New Zealand white rabbits (n = 78; 2.3 + 0.1 kg) of both genders were housed in the vivarium with food and water ad libitum for 4-7 days prior to the experiment. On the day of the experiment, the animal was anesthetized with pentobarbital (≈ 30 mg/kg, i.v., supplemented every 15-30 min) then placed on a heating pad to maintain body temperature at ≈39° C for the remainder of the experiment. The animal was intubated through a tracheostomy and artificially respired with room air to maintain expired PCO2 (SurgiVet V9004; Sims BCI Inc., Waukesha, WI) in a range of 40-42 mmHg. Once the animal was connected to artificial respiration, blunt dissection was employed to locate the right common carotid. A loose silk ligature was placed around the right common carotid artery to allow for placement of a flow probe later in the experiment. The right central ear artery was then exposed and cannulated with PE-50 tubing connected to a pressure transducer. Next, the animal was placed in a stereotaxic head holder to prevent movement and keep the head position fixed for the duration of the experiment. A transit time ultrasound flow probe (2PSB; Transonic Systems, Ithaca, NY) was then positioned on the right common carotid artery and connected to a flowmeter (TS420; Transonic Systems, Ithaca, NY). Blood flow through the right common carotid artery (BFcar) served as an index of cerebral blood flow and the pulsatile signal used to trigger a digital cardiotachometer (ADInstruments PowerLab Chart v7.1; Colorado Springs, CO) to measure heart rate (HR). The animal was then paralyzed with gallamine triethiodide (1 mg/kg, i.v., supplemented as needed) to minimize eye movement. Next, a 23 gauge needle was inserted into the posterior supraorbital foramen and connected to a pressure transducer to measure orbital venous pressure (OVP) (Reitsamer and Kiel, 2002), after which a 23 gauge needle connected to another pressure transducer was inserted through the sclera at the pars plana and into the vitreous compartment to measure IOP. To prevent the rabbit ocular trauma response (Sears, 1960; Neufeld et al., 1972; Camras and Bito, 1980), the eye was anesthetized with topical lidocaine (1%) prior to cannulation. All pressure transducers were calibrated (Delta-Cal 650-950, Utah Medical Products, Midvale, UT, and a water manometer) and zeroed at the level of the eye. All parameters were digitally recorded (PowerLab/16sp and Chart v5.5.6; ADInstruments, Colorado Springs, CO) on a computer.
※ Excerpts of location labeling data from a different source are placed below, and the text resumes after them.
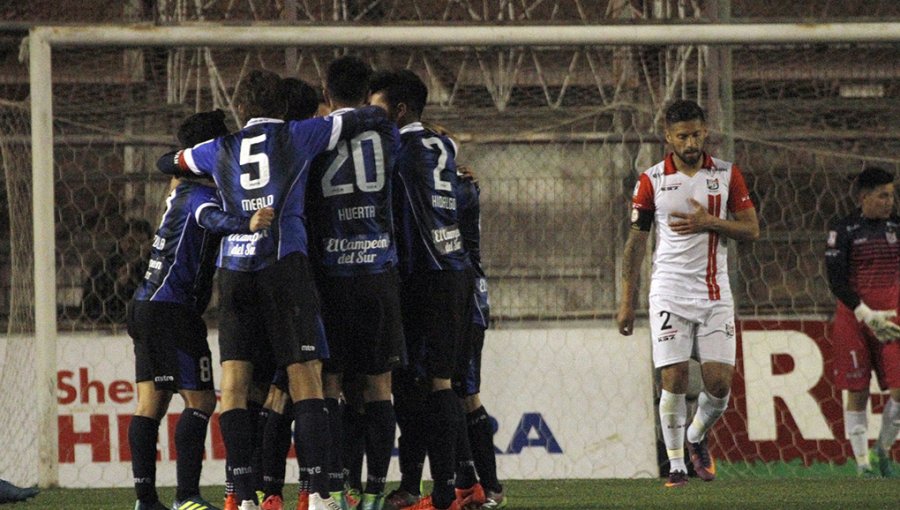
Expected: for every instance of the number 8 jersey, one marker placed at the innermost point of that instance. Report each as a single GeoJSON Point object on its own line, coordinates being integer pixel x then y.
{"type": "Point", "coordinates": [349, 204]}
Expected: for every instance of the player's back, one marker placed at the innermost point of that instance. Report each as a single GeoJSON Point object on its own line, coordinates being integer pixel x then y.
{"type": "Point", "coordinates": [349, 204]}
{"type": "Point", "coordinates": [426, 217]}
{"type": "Point", "coordinates": [872, 256]}
{"type": "Point", "coordinates": [182, 258]}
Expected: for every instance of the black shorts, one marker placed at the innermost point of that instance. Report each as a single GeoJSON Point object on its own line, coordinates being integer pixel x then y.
{"type": "Point", "coordinates": [436, 312]}
{"type": "Point", "coordinates": [170, 346]}
{"type": "Point", "coordinates": [467, 381]}
{"type": "Point", "coordinates": [275, 307]}
{"type": "Point", "coordinates": [363, 323]}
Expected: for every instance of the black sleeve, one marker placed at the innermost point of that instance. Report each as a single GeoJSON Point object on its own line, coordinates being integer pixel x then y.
{"type": "Point", "coordinates": [837, 264]}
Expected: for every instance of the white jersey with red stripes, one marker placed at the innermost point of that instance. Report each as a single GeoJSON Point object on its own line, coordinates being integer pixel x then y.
{"type": "Point", "coordinates": [692, 265]}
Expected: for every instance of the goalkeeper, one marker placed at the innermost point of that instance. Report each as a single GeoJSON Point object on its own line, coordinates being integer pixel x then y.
{"type": "Point", "coordinates": [863, 262]}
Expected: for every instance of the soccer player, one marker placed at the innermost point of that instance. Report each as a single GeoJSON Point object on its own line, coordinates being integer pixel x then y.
{"type": "Point", "coordinates": [165, 321]}
{"type": "Point", "coordinates": [265, 277]}
{"type": "Point", "coordinates": [468, 384]}
{"type": "Point", "coordinates": [355, 258]}
{"type": "Point", "coordinates": [695, 201]}
{"type": "Point", "coordinates": [436, 289]}
{"type": "Point", "coordinates": [863, 263]}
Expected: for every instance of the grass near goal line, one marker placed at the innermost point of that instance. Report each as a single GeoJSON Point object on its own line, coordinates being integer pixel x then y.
{"type": "Point", "coordinates": [781, 493]}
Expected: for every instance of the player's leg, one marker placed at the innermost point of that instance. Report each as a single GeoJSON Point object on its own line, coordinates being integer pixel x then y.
{"type": "Point", "coordinates": [151, 364]}
{"type": "Point", "coordinates": [673, 339]}
{"type": "Point", "coordinates": [853, 370]}
{"type": "Point", "coordinates": [716, 346]}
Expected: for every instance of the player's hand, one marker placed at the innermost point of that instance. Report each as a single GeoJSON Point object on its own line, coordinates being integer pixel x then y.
{"type": "Point", "coordinates": [625, 319]}
{"type": "Point", "coordinates": [698, 220]}
{"type": "Point", "coordinates": [879, 321]}
{"type": "Point", "coordinates": [262, 219]}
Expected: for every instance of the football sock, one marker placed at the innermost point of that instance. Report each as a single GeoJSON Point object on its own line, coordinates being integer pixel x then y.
{"type": "Point", "coordinates": [143, 434]}
{"type": "Point", "coordinates": [672, 415]}
{"type": "Point", "coordinates": [890, 424]}
{"type": "Point", "coordinates": [238, 432]}
{"type": "Point", "coordinates": [353, 445]}
{"type": "Point", "coordinates": [709, 410]}
{"type": "Point", "coordinates": [380, 424]}
{"type": "Point", "coordinates": [481, 439]}
{"type": "Point", "coordinates": [333, 461]}
{"type": "Point", "coordinates": [409, 408]}
{"type": "Point", "coordinates": [275, 450]}
{"type": "Point", "coordinates": [190, 439]}
{"type": "Point", "coordinates": [444, 420]}
{"type": "Point", "coordinates": [856, 424]}
{"type": "Point", "coordinates": [312, 437]}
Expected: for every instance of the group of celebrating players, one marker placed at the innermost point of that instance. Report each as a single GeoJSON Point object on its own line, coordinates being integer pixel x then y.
{"type": "Point", "coordinates": [347, 248]}
{"type": "Point", "coordinates": [364, 211]}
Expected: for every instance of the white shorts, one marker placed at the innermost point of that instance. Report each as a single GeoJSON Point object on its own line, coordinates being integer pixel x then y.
{"type": "Point", "coordinates": [681, 328]}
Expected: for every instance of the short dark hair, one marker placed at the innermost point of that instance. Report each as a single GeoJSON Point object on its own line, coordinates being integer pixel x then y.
{"type": "Point", "coordinates": [347, 79]}
{"type": "Point", "coordinates": [402, 86]}
{"type": "Point", "coordinates": [202, 126]}
{"type": "Point", "coordinates": [871, 177]}
{"type": "Point", "coordinates": [684, 110]}
{"type": "Point", "coordinates": [302, 99]}
{"type": "Point", "coordinates": [259, 95]}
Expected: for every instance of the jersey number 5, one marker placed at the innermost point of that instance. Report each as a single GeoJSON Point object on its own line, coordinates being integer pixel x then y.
{"type": "Point", "coordinates": [344, 151]}
{"type": "Point", "coordinates": [261, 160]}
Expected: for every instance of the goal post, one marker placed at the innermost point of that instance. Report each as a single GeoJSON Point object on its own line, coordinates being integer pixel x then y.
{"type": "Point", "coordinates": [43, 41]}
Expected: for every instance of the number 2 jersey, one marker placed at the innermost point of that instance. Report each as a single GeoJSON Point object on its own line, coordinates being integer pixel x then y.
{"type": "Point", "coordinates": [348, 205]}
{"type": "Point", "coordinates": [863, 261]}
{"type": "Point", "coordinates": [425, 209]}
{"type": "Point", "coordinates": [182, 259]}
{"type": "Point", "coordinates": [266, 164]}
{"type": "Point", "coordinates": [692, 266]}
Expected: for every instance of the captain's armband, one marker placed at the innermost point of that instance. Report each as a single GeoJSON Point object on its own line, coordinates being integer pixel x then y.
{"type": "Point", "coordinates": [641, 219]}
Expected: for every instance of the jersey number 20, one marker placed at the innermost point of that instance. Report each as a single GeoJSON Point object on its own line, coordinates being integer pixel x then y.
{"type": "Point", "coordinates": [354, 147]}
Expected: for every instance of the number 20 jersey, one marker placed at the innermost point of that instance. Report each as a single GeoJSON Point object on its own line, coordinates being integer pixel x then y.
{"type": "Point", "coordinates": [694, 265]}
{"type": "Point", "coordinates": [425, 210]}
{"type": "Point", "coordinates": [349, 204]}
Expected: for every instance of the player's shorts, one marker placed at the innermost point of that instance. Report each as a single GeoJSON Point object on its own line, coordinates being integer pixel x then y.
{"type": "Point", "coordinates": [277, 304]}
{"type": "Point", "coordinates": [682, 328]}
{"type": "Point", "coordinates": [363, 323]}
{"type": "Point", "coordinates": [467, 382]}
{"type": "Point", "coordinates": [436, 312]}
{"type": "Point", "coordinates": [170, 346]}
{"type": "Point", "coordinates": [856, 353]}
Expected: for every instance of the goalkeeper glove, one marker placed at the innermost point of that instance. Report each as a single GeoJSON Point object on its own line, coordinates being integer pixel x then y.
{"type": "Point", "coordinates": [879, 322]}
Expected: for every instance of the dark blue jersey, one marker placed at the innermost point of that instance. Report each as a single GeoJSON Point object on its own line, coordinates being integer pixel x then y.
{"type": "Point", "coordinates": [425, 212]}
{"type": "Point", "coordinates": [469, 209]}
{"type": "Point", "coordinates": [349, 205]}
{"type": "Point", "coordinates": [182, 259]}
{"type": "Point", "coordinates": [266, 164]}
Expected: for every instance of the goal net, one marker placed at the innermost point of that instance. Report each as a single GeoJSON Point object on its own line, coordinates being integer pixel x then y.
{"type": "Point", "coordinates": [557, 135]}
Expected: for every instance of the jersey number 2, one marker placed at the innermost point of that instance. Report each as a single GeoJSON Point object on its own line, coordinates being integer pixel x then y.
{"type": "Point", "coordinates": [260, 159]}
{"type": "Point", "coordinates": [354, 147]}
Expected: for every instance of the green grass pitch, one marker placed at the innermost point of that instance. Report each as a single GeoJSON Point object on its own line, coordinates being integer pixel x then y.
{"type": "Point", "coordinates": [844, 492]}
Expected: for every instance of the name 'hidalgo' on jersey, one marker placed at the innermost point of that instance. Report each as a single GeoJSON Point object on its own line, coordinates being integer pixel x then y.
{"type": "Point", "coordinates": [182, 259]}
{"type": "Point", "coordinates": [349, 204]}
{"type": "Point", "coordinates": [266, 164]}
{"type": "Point", "coordinates": [425, 210]}
{"type": "Point", "coordinates": [470, 226]}
{"type": "Point", "coordinates": [691, 266]}
{"type": "Point", "coordinates": [863, 261]}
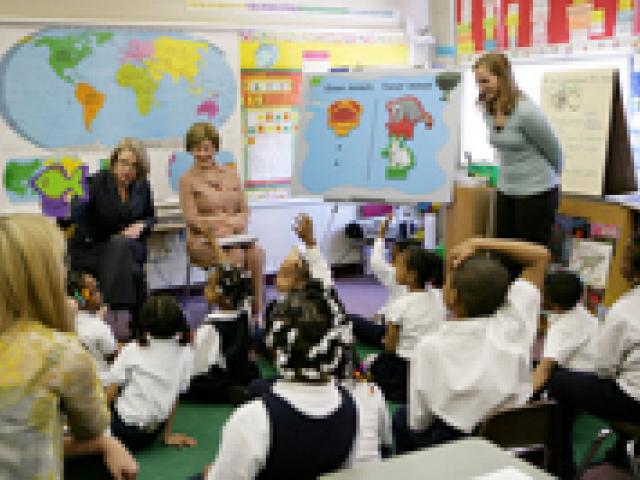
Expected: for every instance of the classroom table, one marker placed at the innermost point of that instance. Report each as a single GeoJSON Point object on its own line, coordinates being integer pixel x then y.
{"type": "Point", "coordinates": [461, 460]}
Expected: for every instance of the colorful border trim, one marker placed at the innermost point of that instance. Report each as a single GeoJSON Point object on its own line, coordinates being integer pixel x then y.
{"type": "Point", "coordinates": [290, 7]}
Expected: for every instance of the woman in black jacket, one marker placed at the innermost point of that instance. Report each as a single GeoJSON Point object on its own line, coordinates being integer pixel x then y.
{"type": "Point", "coordinates": [112, 226]}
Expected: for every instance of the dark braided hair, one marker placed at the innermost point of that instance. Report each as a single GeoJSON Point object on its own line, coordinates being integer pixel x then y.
{"type": "Point", "coordinates": [426, 265]}
{"type": "Point", "coordinates": [162, 317]}
{"type": "Point", "coordinates": [234, 284]}
{"type": "Point", "coordinates": [308, 335]}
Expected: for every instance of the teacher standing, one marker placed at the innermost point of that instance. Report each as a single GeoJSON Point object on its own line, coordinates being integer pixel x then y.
{"type": "Point", "coordinates": [530, 153]}
{"type": "Point", "coordinates": [112, 226]}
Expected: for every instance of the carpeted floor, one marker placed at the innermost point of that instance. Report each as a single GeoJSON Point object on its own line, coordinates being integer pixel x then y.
{"type": "Point", "coordinates": [204, 422]}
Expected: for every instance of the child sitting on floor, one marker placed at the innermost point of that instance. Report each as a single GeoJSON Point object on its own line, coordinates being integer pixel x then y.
{"type": "Point", "coordinates": [571, 330]}
{"type": "Point", "coordinates": [612, 390]}
{"type": "Point", "coordinates": [371, 331]}
{"type": "Point", "coordinates": [94, 334]}
{"type": "Point", "coordinates": [306, 425]}
{"type": "Point", "coordinates": [409, 317]}
{"type": "Point", "coordinates": [151, 373]}
{"type": "Point", "coordinates": [480, 359]}
{"type": "Point", "coordinates": [222, 368]}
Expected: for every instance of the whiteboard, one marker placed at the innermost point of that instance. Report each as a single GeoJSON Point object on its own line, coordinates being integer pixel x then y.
{"type": "Point", "coordinates": [385, 135]}
{"type": "Point", "coordinates": [528, 74]}
{"type": "Point", "coordinates": [70, 93]}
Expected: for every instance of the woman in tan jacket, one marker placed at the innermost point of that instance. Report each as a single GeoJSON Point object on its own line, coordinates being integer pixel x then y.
{"type": "Point", "coordinates": [211, 197]}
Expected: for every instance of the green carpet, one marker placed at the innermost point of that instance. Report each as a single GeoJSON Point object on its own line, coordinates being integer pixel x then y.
{"type": "Point", "coordinates": [204, 422]}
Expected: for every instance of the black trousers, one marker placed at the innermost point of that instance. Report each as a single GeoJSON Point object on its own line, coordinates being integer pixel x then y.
{"type": "Point", "coordinates": [578, 392]}
{"type": "Point", "coordinates": [407, 440]}
{"type": "Point", "coordinates": [390, 372]}
{"type": "Point", "coordinates": [131, 436]}
{"type": "Point", "coordinates": [367, 331]}
{"type": "Point", "coordinates": [529, 217]}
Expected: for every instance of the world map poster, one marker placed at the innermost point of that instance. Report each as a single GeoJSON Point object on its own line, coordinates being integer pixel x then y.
{"type": "Point", "coordinates": [391, 136]}
{"type": "Point", "coordinates": [68, 95]}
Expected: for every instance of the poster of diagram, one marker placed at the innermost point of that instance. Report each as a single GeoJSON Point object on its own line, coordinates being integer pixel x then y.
{"type": "Point", "coordinates": [591, 259]}
{"type": "Point", "coordinates": [390, 136]}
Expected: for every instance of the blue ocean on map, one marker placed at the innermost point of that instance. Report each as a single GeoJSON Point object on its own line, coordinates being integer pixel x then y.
{"type": "Point", "coordinates": [65, 87]}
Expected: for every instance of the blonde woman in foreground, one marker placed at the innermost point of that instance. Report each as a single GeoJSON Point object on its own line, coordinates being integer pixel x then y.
{"type": "Point", "coordinates": [44, 371]}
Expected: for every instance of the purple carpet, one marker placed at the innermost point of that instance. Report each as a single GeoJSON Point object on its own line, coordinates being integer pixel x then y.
{"type": "Point", "coordinates": [360, 295]}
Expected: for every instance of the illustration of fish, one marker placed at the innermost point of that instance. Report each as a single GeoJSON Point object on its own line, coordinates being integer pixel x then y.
{"type": "Point", "coordinates": [53, 183]}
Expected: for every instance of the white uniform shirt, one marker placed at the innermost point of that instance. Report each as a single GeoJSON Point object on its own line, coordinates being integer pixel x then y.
{"type": "Point", "coordinates": [245, 440]}
{"type": "Point", "coordinates": [152, 376]}
{"type": "Point", "coordinates": [617, 347]}
{"type": "Point", "coordinates": [416, 313]}
{"type": "Point", "coordinates": [386, 274]}
{"type": "Point", "coordinates": [569, 339]}
{"type": "Point", "coordinates": [469, 368]}
{"type": "Point", "coordinates": [208, 347]}
{"type": "Point", "coordinates": [318, 267]}
{"type": "Point", "coordinates": [96, 336]}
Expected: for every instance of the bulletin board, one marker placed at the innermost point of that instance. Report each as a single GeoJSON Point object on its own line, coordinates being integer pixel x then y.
{"type": "Point", "coordinates": [487, 25]}
{"type": "Point", "coordinates": [392, 136]}
{"type": "Point", "coordinates": [272, 69]}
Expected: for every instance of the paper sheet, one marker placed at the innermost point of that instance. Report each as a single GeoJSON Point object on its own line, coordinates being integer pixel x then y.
{"type": "Point", "coordinates": [507, 473]}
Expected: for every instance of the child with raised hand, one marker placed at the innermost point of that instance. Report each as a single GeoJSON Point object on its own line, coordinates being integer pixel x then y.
{"type": "Point", "coordinates": [222, 367]}
{"type": "Point", "coordinates": [94, 334]}
{"type": "Point", "coordinates": [371, 331]}
{"type": "Point", "coordinates": [151, 374]}
{"type": "Point", "coordinates": [571, 330]}
{"type": "Point", "coordinates": [612, 391]}
{"type": "Point", "coordinates": [480, 359]}
{"type": "Point", "coordinates": [306, 425]}
{"type": "Point", "coordinates": [411, 316]}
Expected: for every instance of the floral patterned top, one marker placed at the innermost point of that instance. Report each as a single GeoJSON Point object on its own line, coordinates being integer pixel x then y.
{"type": "Point", "coordinates": [44, 374]}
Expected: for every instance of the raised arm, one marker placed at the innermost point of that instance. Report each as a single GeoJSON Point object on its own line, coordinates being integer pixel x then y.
{"type": "Point", "coordinates": [533, 257]}
{"type": "Point", "coordinates": [384, 272]}
{"type": "Point", "coordinates": [318, 266]}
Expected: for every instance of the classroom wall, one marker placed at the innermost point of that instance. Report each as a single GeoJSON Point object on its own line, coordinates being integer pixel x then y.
{"type": "Point", "coordinates": [212, 12]}
{"type": "Point", "coordinates": [363, 15]}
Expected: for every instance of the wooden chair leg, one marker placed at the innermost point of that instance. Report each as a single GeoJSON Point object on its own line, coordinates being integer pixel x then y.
{"type": "Point", "coordinates": [603, 434]}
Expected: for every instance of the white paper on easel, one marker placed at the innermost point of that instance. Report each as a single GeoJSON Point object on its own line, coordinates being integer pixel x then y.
{"type": "Point", "coordinates": [591, 259]}
{"type": "Point", "coordinates": [506, 473]}
{"type": "Point", "coordinates": [578, 104]}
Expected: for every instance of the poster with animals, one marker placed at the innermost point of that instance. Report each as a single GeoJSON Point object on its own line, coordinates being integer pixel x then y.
{"type": "Point", "coordinates": [390, 136]}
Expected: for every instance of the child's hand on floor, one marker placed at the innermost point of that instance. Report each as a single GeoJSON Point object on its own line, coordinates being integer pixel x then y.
{"type": "Point", "coordinates": [118, 460]}
{"type": "Point", "coordinates": [179, 440]}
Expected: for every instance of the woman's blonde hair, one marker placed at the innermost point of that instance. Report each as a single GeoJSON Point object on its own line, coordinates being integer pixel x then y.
{"type": "Point", "coordinates": [199, 132]}
{"type": "Point", "coordinates": [137, 147]}
{"type": "Point", "coordinates": [32, 272]}
{"type": "Point", "coordinates": [508, 92]}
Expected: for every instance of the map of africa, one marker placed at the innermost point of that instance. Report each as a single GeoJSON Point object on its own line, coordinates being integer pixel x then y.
{"type": "Point", "coordinates": [376, 136]}
{"type": "Point", "coordinates": [85, 87]}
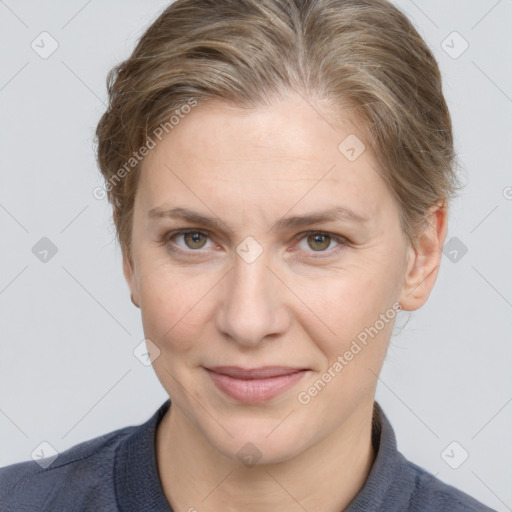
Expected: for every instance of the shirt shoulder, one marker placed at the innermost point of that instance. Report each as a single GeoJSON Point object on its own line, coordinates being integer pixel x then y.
{"type": "Point", "coordinates": [80, 478]}
{"type": "Point", "coordinates": [429, 493]}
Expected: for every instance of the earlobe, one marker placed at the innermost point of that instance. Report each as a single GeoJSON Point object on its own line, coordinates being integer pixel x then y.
{"type": "Point", "coordinates": [424, 260]}
{"type": "Point", "coordinates": [131, 281]}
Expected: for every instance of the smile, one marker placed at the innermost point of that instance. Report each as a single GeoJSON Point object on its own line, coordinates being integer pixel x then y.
{"type": "Point", "coordinates": [254, 385]}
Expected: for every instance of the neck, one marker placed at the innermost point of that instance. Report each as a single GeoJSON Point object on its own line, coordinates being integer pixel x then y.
{"type": "Point", "coordinates": [324, 478]}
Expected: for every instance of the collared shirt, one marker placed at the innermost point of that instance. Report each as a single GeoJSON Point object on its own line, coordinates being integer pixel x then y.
{"type": "Point", "coordinates": [117, 472]}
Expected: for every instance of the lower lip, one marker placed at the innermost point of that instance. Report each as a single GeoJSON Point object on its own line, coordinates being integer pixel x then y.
{"type": "Point", "coordinates": [254, 390]}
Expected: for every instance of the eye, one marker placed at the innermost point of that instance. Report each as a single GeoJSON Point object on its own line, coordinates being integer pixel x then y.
{"type": "Point", "coordinates": [317, 241]}
{"type": "Point", "coordinates": [193, 240]}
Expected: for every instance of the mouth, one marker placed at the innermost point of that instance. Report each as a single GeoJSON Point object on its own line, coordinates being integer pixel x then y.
{"type": "Point", "coordinates": [254, 385]}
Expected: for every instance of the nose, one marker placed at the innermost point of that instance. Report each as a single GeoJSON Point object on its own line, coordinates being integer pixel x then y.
{"type": "Point", "coordinates": [252, 309]}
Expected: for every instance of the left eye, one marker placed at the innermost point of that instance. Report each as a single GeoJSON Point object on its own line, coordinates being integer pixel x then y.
{"type": "Point", "coordinates": [319, 242]}
{"type": "Point", "coordinates": [193, 239]}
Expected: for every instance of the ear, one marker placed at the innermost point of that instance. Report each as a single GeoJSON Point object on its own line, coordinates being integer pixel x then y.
{"type": "Point", "coordinates": [129, 275]}
{"type": "Point", "coordinates": [424, 259]}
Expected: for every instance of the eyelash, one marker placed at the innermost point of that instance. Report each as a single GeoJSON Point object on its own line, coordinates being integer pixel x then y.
{"type": "Point", "coordinates": [336, 238]}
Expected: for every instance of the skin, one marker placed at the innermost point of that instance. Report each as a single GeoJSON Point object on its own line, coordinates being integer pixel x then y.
{"type": "Point", "coordinates": [204, 305]}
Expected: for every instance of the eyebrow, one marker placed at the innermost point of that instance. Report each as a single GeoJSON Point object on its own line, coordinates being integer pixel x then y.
{"type": "Point", "coordinates": [333, 214]}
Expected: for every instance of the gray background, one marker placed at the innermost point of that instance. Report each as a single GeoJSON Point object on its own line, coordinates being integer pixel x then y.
{"type": "Point", "coordinates": [68, 327]}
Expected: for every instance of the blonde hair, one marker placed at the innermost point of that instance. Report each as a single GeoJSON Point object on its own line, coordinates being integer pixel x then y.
{"type": "Point", "coordinates": [361, 53]}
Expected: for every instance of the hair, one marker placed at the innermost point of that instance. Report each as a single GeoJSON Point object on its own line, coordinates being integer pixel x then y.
{"type": "Point", "coordinates": [364, 55]}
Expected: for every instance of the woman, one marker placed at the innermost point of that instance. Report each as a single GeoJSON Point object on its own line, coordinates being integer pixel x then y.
{"type": "Point", "coordinates": [280, 173]}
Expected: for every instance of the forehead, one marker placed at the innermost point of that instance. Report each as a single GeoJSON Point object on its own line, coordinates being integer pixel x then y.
{"type": "Point", "coordinates": [278, 154]}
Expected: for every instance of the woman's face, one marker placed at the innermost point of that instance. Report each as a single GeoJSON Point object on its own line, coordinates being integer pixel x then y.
{"type": "Point", "coordinates": [261, 284]}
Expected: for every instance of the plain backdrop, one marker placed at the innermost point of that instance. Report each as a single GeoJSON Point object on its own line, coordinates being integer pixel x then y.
{"type": "Point", "coordinates": [68, 327]}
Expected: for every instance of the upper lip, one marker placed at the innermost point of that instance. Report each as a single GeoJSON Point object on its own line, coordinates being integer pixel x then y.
{"type": "Point", "coordinates": [255, 373]}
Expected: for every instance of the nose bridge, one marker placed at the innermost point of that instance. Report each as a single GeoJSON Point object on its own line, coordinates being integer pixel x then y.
{"type": "Point", "coordinates": [250, 308]}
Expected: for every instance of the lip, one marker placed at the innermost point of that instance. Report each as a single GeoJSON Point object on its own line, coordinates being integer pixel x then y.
{"type": "Point", "coordinates": [254, 385]}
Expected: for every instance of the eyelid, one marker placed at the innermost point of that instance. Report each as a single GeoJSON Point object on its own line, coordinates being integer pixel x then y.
{"type": "Point", "coordinates": [339, 239]}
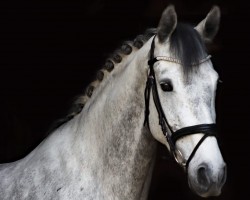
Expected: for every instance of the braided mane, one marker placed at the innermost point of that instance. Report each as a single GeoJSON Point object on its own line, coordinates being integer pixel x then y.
{"type": "Point", "coordinates": [125, 49]}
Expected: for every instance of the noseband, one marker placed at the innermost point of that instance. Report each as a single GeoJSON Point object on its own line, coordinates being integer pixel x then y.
{"type": "Point", "coordinates": [170, 135]}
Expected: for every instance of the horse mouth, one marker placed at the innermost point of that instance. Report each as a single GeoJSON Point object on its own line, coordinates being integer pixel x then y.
{"type": "Point", "coordinates": [208, 190]}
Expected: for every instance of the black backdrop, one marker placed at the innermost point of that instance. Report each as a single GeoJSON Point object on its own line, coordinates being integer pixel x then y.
{"type": "Point", "coordinates": [50, 50]}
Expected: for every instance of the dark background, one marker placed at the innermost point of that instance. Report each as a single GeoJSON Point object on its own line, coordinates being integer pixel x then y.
{"type": "Point", "coordinates": [50, 51]}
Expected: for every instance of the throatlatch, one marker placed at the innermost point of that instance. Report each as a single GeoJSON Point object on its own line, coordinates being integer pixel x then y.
{"type": "Point", "coordinates": [170, 135]}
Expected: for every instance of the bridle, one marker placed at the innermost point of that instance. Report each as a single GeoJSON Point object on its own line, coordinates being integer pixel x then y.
{"type": "Point", "coordinates": [170, 135]}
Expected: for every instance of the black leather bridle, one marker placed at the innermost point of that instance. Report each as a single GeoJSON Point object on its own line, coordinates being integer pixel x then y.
{"type": "Point", "coordinates": [170, 135]}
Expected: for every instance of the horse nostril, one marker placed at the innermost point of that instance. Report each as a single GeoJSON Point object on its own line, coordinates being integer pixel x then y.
{"type": "Point", "coordinates": [223, 175]}
{"type": "Point", "coordinates": [202, 176]}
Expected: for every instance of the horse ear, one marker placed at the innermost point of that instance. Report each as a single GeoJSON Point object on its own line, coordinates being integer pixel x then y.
{"type": "Point", "coordinates": [167, 23]}
{"type": "Point", "coordinates": [209, 27]}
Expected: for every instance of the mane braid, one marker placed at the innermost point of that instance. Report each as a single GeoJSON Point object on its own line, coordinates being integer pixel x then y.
{"type": "Point", "coordinates": [115, 58]}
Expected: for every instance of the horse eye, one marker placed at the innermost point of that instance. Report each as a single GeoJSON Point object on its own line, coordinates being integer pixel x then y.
{"type": "Point", "coordinates": [166, 87]}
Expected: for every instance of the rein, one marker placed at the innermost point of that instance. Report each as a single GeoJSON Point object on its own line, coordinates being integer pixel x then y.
{"type": "Point", "coordinates": [170, 135]}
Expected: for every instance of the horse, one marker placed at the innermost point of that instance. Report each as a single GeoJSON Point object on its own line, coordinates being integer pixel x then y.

EVP was measured with a micropipette-based servonull micropressure system (Model 900A; World Precision Instruments, Sarasota, FL). Prior to the experiment, micropipettes were pulled (P-87 pipette puller; Sutter Instrument Co., Novato, CA) from borosiliate glass capillary tubes (1B100-6, World Precision Instruments, Sarasota, FL), and their tips were beveled in 3 planes to inner diameters of 3-5 μm using a micropipette beveler (BV-10 with plate 104-F; Sutter Instrument Co., Novato, CA). For the experiments, the pipettes were filled with 2M sodium chloride solution and connected to the servonull pressure pod. A reference electrode placed in the skin completed the electrical circuit when the pipette tip was placed inside an episcleral vein. The positive or negative pressure applied to the open end of the pipette that maintained tip resistance constant was recorded as the pressure in the vessel. Episcleral veins in the superior portion of the eye posterior to the limbus were cannulated using a micromanipulator and a surgical microscope (Reitsamer and Kiel, 2002; Zamora and Kiel, 2009; Zamora and Kiel, 2010). Once all parameters were stable, the protocol entailed ≈ 10 minutes of measurements in the horizontal position, the pipette withdrawn, the animal tilted to a head-down position, the vein re-cannulated and EVP measured for ≈ 10 more minutes. In the supine or tilted position, withdrawal and re-insertion of the pipette tip at the same vein location yielded consistent readings of EVP (e.g. in 10 different vessels, before and after re-insertion EVP values were 10.63 ± 0.61 versus 10.47 ± 0.64 mmHg, which were not significantly different).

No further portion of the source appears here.